Channel The Frenzy
by digby
This seems like a good idea to me:
The…retirement of Justice Stevens could be a major teachable moment for progressives about the underlying belief system of contemporary conservatives and of Republicans who have let themselves get radicalized to an extraordinary degree since the latter stages of the 2008 presidential contest.
As we speak, conservatives all over the country are demanding legal action by states to challenge the constitutionality of health reform legislation (in my home state of Georgia, there’s even talk of impeaching the Democratic Attorney General, Thurbert Baker, for refusing to waste taxpayer dollars by launching a suit). Yet the basis for such suits — typically a denial of the power of Congress to legislative economic matters under the Commerce and Spending Clauses of the U.S. Constitution — is a collateral attack on the constitutionality of a vast array of past legislation, including the New Deal and Great Society initiatives, not to mention most civil rights laws.
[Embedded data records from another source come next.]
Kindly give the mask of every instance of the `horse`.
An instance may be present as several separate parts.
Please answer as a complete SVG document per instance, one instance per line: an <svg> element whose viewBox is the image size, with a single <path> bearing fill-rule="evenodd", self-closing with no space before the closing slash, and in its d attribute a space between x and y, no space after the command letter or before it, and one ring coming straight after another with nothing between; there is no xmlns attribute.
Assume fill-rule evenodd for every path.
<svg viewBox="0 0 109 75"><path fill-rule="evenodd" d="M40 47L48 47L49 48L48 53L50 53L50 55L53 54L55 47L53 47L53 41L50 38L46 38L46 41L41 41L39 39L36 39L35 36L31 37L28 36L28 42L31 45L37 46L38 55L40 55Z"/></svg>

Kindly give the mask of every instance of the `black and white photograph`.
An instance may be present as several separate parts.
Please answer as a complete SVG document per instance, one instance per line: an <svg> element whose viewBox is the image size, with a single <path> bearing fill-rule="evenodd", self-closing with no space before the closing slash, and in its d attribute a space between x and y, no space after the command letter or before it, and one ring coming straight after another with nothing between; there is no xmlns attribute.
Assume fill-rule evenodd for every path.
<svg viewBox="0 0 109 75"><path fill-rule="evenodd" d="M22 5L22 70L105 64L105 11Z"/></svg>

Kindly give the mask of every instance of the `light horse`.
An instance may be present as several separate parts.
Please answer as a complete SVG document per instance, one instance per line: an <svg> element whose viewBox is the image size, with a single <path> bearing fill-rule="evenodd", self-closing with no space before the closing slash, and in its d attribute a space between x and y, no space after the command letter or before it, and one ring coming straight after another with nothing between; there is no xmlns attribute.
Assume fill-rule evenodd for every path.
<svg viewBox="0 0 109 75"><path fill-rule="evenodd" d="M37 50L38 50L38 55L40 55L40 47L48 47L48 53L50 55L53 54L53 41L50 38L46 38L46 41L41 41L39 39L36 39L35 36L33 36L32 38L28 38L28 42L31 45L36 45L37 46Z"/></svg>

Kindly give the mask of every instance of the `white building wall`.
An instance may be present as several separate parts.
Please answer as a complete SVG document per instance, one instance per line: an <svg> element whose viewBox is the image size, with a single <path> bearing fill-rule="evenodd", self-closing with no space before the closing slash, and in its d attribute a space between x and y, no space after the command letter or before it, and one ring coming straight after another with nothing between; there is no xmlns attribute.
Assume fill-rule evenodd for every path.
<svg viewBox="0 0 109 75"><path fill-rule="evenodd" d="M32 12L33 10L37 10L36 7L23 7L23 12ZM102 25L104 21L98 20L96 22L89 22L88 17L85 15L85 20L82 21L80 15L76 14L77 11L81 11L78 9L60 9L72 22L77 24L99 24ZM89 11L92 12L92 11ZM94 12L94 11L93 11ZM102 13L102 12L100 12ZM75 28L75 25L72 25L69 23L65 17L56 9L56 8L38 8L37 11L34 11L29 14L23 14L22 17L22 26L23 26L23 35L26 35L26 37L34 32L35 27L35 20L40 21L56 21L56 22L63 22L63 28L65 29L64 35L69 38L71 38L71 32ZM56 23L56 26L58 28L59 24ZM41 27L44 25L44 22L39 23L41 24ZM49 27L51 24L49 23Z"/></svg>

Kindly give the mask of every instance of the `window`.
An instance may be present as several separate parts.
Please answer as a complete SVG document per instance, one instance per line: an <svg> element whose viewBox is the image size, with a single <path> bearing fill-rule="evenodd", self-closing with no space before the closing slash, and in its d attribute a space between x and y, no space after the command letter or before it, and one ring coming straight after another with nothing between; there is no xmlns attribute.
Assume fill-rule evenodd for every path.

And that questionable proposition is completely aside from other conservative efforts, many of them backed by major Republican officeholders, to “interpose” (to use the term for this strategy when it was deployed by segregationists in the 1950s) state sovereignty to block the implementation of health reform and other federal laws. And beyond that we have the even more radical nullification and secession gestures that have become standard features of conservative Republican rhetoric over the last year or so.
In other words, a debate that revolves around constitutional interpretation is not necessarily one that will help the conservative movement at this particular moment. Indeed, it could actually help progressives raise suspicions that Republicans are contemplating a very radical agenda if they return to power, one that could include (particularly given the stridency of their fiscal rhetoric lately) a direct assault on very popular programs like Social Security and Medicare.
The social conservatives will come out swinging as well, something that muddies the right’s small government message right now.
I don’t know if the people will see this the way we think they will, but it’s a fight worth fighting anyway. Since the wingnuts are going to go into full hysterical mode no matter what, the Democrats should try to use the situation to their own advantage.